In this edition of MarketWatch, we'll look at some of the recent auction sale prices of WWF Magazine. Instead of showcasing the milestone issues that have been largely covered here in the past, we'll focus on some of the less-remembered covers. As is usually the case, even if an autographed example is shown, the prices given are reflecting unsigned pieces.

*We kick it off with an issue from when the magazine was still bi-monthly. It was August/September 1985 and the "Rock N Wrestling Connection" was still in full force. Who was at the center of that era? Cyndi Lauper, of course. Who were three of the biggest baddies? Rowdy Roddy Piper, The Iron Sheik, and Nikolai Volkoff. All four of these WWE Legends (I would say Hall of Famers, but Lauper continues to be inexplicably snubbed) create a cover image that is pure '80s WWF. As discussed on this blog years ago, the keen reader will spot a photo inside of the issue of Fred Blassie that is more than obviously the inspiration for his LJN Wrestling Superstars figure. This issue recently sold at auction for $30.

*Still deep in the cartoony land of late '80s WWF brings us to the January 1989 issue. On the cover is none other than "that piece of garbage" (per Gorilla Monsoon), Brother Love. This was less than a year after the character debuted. If you've been watching the recent WWE Network additions of Prime Time Wrestling, you know that he was still a big deal from week to week, advancing many storylines on "The Brother Love Show." Decades later in WWE Magazine it was mentioned that this was one of the lowest-selling issues of all-time, but that could have been just a made-up blurb. Nonetheless, the issue featuring the man who "loooooooves" you recently sold for $20.

*October 1992 brings us one of the more underrated stars of the mid-90s (in my opinion, anyway), Tatanka. The Native American superstar may have come along just a few years too late, but I will always fondly remember his battles with Shawn Michaels, Bam Bam Bigelow, and IRS among others. He made an amazing cover shot, too, in his only official WWF Magazine cover appearance. Tatanka still actively competes on the independent scene to this day, and is one of the nicest superstars that you'd ever want to meet. He is very active with fans via social media, as well. This underrated issue just recently sold for $13.

*His voice may have sounded completely different, but Bret "The Hitman" Hart did in fact guest star on The Simpsons back in 1997. To promote the episode, he also shared the cover of WWF Magazine with Bart Simpson in May of that year. It's a bright, vibrant cover that would be very much out of place in the very-soon-to-be "Attitude"-filled world of the WWF just several months later. Why did Bret use a generic wrestler voice? As the story goes, he was originally to voice a fictional wrestler. When the produces of The Simpsons saw the fans go nuts for the star when he arrived for his recording, the decision was made to instead animate "The Hitman" himself. The issue recently sold at prices ranging from $10 to $25.
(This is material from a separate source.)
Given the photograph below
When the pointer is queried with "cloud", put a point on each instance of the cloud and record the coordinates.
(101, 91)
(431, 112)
*She may be gone way too soon, but her groundbreaking legacy lives on. Chyna may have done some things to tarnish that legacy in her later career, but for around four years she was certainly an attraction unlike anything that the wrestling world had seen before. In my meetings with her, she was nothing but gracious. My copy of this issue is autographed, as it was always one of the main items that I wanted her to sign. I'm glad that it got to happen. The August 2000 issue of WWF Magazine, featuring the "9th Wonder of the World" in one of her most beautiful shots, recently sold for just $8.00.
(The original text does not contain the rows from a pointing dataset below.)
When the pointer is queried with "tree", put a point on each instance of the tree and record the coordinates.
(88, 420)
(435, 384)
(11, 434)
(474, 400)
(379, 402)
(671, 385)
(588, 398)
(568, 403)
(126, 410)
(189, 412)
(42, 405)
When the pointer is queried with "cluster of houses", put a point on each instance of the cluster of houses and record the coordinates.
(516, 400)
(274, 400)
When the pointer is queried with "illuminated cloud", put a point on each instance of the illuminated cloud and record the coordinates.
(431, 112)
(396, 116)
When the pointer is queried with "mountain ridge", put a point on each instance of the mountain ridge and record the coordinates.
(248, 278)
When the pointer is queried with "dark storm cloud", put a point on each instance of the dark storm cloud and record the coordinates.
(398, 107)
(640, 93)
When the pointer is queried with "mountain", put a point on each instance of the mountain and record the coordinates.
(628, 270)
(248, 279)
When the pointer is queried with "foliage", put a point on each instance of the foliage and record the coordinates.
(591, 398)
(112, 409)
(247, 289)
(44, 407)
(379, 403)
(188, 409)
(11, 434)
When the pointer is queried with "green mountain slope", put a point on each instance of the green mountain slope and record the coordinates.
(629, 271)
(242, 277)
Five issues is a tiny sampling, but many of the prices prove that the magazine is still very undervalued monetarily. As with so much wrestling memorabilia, prices will go up and down as time marches on. What's important, as always, is the value to you, the fan. Maybe you grabbed that Brother Love issue off of the newsstand in '89 or you couldn't believe that Bart was standing with Bret in '97. Memories are the true treasure that you can't put a price on.